Though he grew up in Cairo, it wasn't a familiarity with the Middle East that drew the 59-year-old Swift to the land of devastation, danger and days-old "fresh" food.

"I got tired of listening to the willfully ignorant and the poisonous rhetoric of the lame upper-middle and wealthy class in the States," he says. "The people here have life and death issues to deal with and don't give a [crap] about regulating roof pitches.

"Here was an opportunity to tackle important issues with smart people who wanted to reconstruct, for example, the 4,000 villages destroyed by Saddam. The regional culture, including building and urban form, was obliterated and there is a strong desire to bring those elements back after 45 years of conflict and war.

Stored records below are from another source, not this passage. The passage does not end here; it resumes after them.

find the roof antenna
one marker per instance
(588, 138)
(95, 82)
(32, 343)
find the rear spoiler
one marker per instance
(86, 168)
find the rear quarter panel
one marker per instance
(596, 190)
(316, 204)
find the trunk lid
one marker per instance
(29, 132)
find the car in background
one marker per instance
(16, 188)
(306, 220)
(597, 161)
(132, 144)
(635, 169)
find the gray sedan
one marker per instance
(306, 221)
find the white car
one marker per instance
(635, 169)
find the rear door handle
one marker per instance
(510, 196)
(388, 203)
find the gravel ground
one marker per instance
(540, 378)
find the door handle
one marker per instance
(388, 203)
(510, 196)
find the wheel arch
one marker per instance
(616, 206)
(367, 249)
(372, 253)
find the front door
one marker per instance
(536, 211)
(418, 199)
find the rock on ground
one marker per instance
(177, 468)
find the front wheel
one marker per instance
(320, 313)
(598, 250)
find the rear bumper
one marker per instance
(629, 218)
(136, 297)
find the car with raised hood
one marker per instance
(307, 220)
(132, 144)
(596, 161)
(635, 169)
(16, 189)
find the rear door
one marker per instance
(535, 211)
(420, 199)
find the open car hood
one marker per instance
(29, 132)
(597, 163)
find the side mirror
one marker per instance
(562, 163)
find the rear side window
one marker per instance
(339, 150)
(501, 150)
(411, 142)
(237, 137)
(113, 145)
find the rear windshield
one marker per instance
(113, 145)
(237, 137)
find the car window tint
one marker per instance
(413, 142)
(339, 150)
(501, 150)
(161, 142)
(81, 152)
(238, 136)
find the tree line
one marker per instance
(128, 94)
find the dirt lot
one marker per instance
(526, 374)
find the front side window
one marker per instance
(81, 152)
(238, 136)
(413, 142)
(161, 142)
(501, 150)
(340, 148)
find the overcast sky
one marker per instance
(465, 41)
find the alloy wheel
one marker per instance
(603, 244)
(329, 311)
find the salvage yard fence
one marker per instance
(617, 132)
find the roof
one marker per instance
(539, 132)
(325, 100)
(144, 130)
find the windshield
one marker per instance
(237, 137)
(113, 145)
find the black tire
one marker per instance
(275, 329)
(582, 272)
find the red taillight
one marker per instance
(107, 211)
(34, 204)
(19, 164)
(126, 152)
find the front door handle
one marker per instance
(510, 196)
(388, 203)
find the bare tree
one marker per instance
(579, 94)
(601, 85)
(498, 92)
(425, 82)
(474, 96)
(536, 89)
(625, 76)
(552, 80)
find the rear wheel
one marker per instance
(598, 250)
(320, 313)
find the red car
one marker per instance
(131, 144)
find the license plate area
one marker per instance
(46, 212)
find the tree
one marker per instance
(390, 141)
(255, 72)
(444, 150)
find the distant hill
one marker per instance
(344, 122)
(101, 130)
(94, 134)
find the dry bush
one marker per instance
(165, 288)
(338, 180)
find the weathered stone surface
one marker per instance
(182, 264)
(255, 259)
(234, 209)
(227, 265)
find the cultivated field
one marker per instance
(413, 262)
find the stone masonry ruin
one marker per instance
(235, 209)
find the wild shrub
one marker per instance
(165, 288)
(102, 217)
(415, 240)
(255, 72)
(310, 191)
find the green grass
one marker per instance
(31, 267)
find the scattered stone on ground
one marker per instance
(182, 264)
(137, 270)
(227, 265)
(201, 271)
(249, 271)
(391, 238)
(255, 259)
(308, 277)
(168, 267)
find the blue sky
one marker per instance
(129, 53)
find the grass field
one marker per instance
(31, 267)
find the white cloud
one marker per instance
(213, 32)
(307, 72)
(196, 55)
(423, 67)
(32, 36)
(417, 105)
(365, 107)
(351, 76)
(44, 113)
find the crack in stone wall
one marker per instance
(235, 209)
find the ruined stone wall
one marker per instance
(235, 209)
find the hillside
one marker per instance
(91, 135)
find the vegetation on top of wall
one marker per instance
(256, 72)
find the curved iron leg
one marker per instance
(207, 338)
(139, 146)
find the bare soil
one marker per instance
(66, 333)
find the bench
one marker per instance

"Certainly, members of the CNU have a battle dealing with the aftereffects of Katrina, but they are facing the same silly arguments, for example, of lot size and big streets," Swift says. "This grossly simplifies the problem, and there have been some significant advancements, but in Iraq we have a society that has a strong desire to reestablish their historic vernacular and urbanism with the best modern tools offered."

Swift wants his work with the Kurds to capture something largely lost in America: history and craftsmanship.

"When we look back at the early 20th century, a lot of the work was done by craftsmen that did these amazing things with their hands, not their heads," he says. "A lot of things back then didn't have specific drawings; the craftsmen simply knew how to do it. If we hadn't lost that, we'd have an architecture by the people."

In Iraq, Swift remains focused on a journey he believes will last another three or four years, in an oil-rich nation where gasoline is astronomically expensive and the electricity is on just three hours a day. As for the perils of working in perpetually conflict-ridden territory, Swift is characteristically piercing in his observations.

"I carry a 9mm Tariq pistol around to meetings most of the time, but it is generally very secure here," he says. "If I work back in the States again, I'd like to pack that 9mm in meetings with traffic engineers. That ought to snap their heads out of their butts pretty quick."